Tuesday 27 May 2014

SHORT REVIEW: Seven Streets, Two Markets and a Wedding (2014)



This short review appears on The Upcoming website here.

Seven Streets, Two Markets and a Wedding is a compilation of ten short archive films of London from between 1930 and 1980 – a mixture of rediscovered public information films and amateur footage.

The film is primarily a nostalgic affair, with each film introduced by modern footage from the same location. While the archive footage is vibrant, full of people and activity and often hand-held, the modern shots are tightly framed, steady, full of mundane naturalist sounds (sirens, alarms, traffic) and sparsely populated. Quite why the modern age is best represented by the techniques of ‘slow cinema’ is never quite addressed, nor is the question of why any of this archive footage is so nostalgic. The film prefers to merely show old footage and offers no contexts or opinions. As it is then, the film is merely a hodge-podge of old footage and is of little interest beyond some initial curiosity value.

The most interesting film is These Can Be Yours, a road safety film from Wembley Road Safety Council, a hopelessly dated and turgidly edited film that suggests that the most damaging consequence of a woman getting run over by a motorcycle is that her daughter will have to cook for her picky husband, who would much prefer his wife’s cooking. Similarly, her son’s attempts to help out in the kitchen will only lead to disaster – smashed dishes being worse than a smashed leg for a woman.
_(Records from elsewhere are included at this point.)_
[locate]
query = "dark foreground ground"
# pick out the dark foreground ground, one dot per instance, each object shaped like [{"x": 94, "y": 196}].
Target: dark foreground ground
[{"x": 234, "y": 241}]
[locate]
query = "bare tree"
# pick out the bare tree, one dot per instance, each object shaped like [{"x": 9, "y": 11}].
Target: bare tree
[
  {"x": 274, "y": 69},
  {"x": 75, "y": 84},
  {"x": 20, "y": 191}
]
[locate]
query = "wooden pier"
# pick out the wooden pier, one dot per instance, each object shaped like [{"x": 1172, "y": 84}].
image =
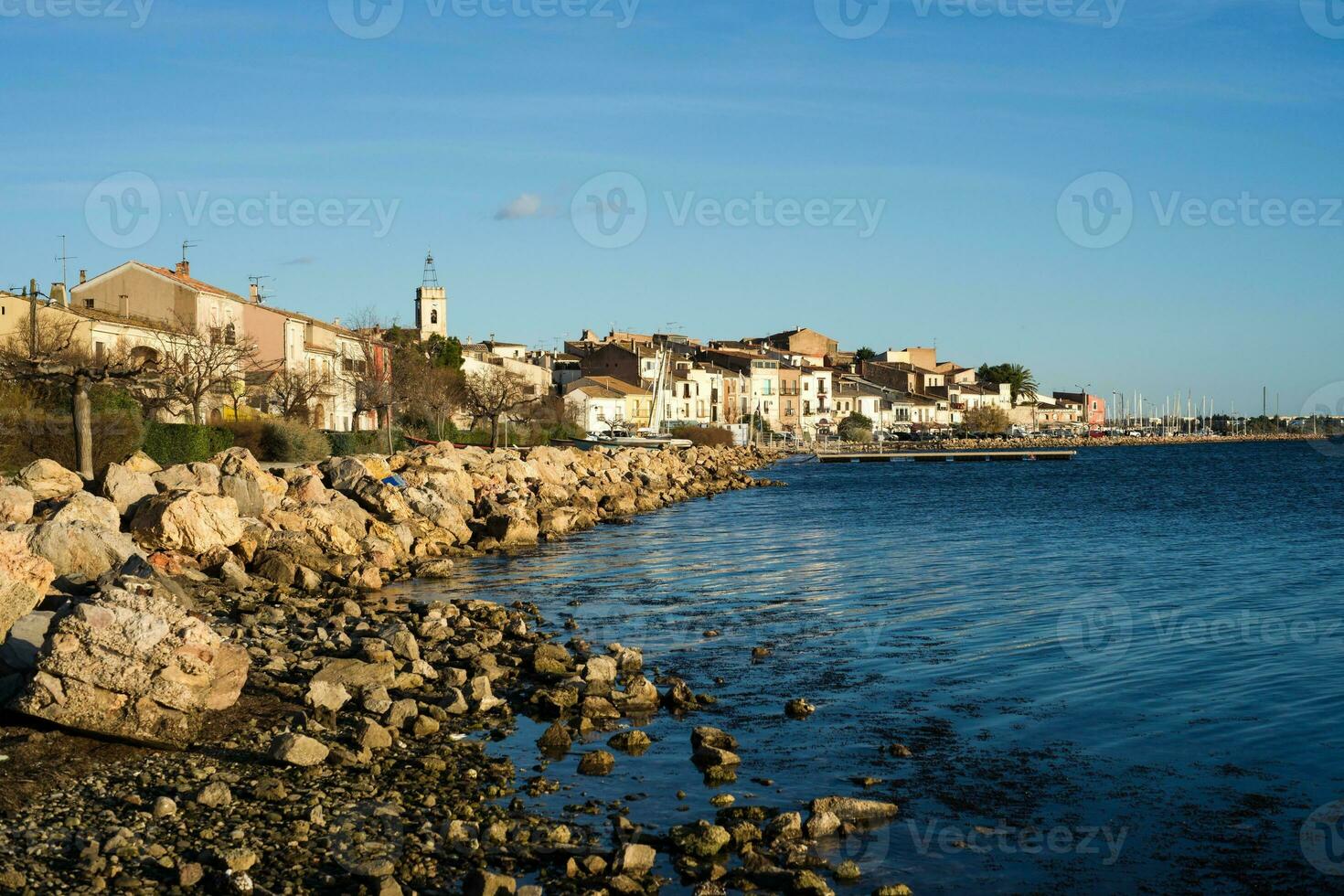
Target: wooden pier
[{"x": 969, "y": 455}]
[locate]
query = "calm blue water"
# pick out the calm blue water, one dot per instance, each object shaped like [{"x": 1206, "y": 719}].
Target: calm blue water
[{"x": 1126, "y": 672}]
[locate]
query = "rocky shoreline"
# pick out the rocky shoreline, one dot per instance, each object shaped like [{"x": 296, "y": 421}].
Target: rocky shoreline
[{"x": 326, "y": 736}]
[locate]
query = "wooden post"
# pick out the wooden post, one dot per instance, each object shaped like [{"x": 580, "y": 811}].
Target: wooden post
[
  {"x": 80, "y": 412},
  {"x": 33, "y": 320}
]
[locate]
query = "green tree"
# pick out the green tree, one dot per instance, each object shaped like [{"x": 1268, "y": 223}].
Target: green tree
[
  {"x": 443, "y": 352},
  {"x": 857, "y": 427},
  {"x": 986, "y": 420},
  {"x": 1020, "y": 380}
]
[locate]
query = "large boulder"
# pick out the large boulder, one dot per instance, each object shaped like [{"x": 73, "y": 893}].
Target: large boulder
[
  {"x": 25, "y": 579},
  {"x": 125, "y": 486},
  {"x": 48, "y": 481},
  {"x": 345, "y": 472},
  {"x": 142, "y": 463},
  {"x": 188, "y": 477},
  {"x": 83, "y": 507},
  {"x": 187, "y": 521},
  {"x": 80, "y": 549},
  {"x": 15, "y": 504},
  {"x": 242, "y": 478},
  {"x": 133, "y": 664}
]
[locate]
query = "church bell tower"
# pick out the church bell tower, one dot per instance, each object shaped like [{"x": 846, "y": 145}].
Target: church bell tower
[{"x": 431, "y": 304}]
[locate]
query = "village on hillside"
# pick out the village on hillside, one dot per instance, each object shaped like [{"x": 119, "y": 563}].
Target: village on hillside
[{"x": 225, "y": 357}]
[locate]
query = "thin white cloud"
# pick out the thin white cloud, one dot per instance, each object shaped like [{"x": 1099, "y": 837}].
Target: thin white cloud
[{"x": 526, "y": 206}]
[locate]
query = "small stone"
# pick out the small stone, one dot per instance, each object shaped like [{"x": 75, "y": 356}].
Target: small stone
[
  {"x": 423, "y": 727},
  {"x": 483, "y": 883},
  {"x": 848, "y": 870},
  {"x": 700, "y": 840},
  {"x": 555, "y": 739},
  {"x": 190, "y": 873},
  {"x": 636, "y": 859},
  {"x": 215, "y": 795},
  {"x": 369, "y": 735},
  {"x": 632, "y": 741},
  {"x": 299, "y": 750},
  {"x": 597, "y": 763},
  {"x": 237, "y": 859}
]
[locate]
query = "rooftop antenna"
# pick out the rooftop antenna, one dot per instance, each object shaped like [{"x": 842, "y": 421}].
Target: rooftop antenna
[
  {"x": 63, "y": 258},
  {"x": 431, "y": 272},
  {"x": 257, "y": 281}
]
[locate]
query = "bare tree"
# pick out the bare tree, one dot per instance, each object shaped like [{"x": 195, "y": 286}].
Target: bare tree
[
  {"x": 293, "y": 392},
  {"x": 433, "y": 394},
  {"x": 200, "y": 361},
  {"x": 494, "y": 394},
  {"x": 368, "y": 369},
  {"x": 46, "y": 352}
]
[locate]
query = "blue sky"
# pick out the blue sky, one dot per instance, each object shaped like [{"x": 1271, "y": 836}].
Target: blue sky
[{"x": 976, "y": 137}]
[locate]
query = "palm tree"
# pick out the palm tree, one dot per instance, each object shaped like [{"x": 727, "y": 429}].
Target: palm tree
[
  {"x": 1020, "y": 380},
  {"x": 1021, "y": 383}
]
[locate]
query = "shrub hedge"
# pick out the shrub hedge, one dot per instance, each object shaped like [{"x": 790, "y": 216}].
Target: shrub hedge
[
  {"x": 715, "y": 435},
  {"x": 172, "y": 443},
  {"x": 28, "y": 435},
  {"x": 280, "y": 441}
]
Though amusingly archaic, it does lead one to wonder why this rather conservative project views such sexism with nostalgia.


More suffocating than nostalgic, Seven Streets, Two Markets and a Wedding offers little of interest, beyond certain observations such as: ‘People seem so ill at ease when faced with a camera in those days.’ But with no unifying theme, the film is ultimately dull.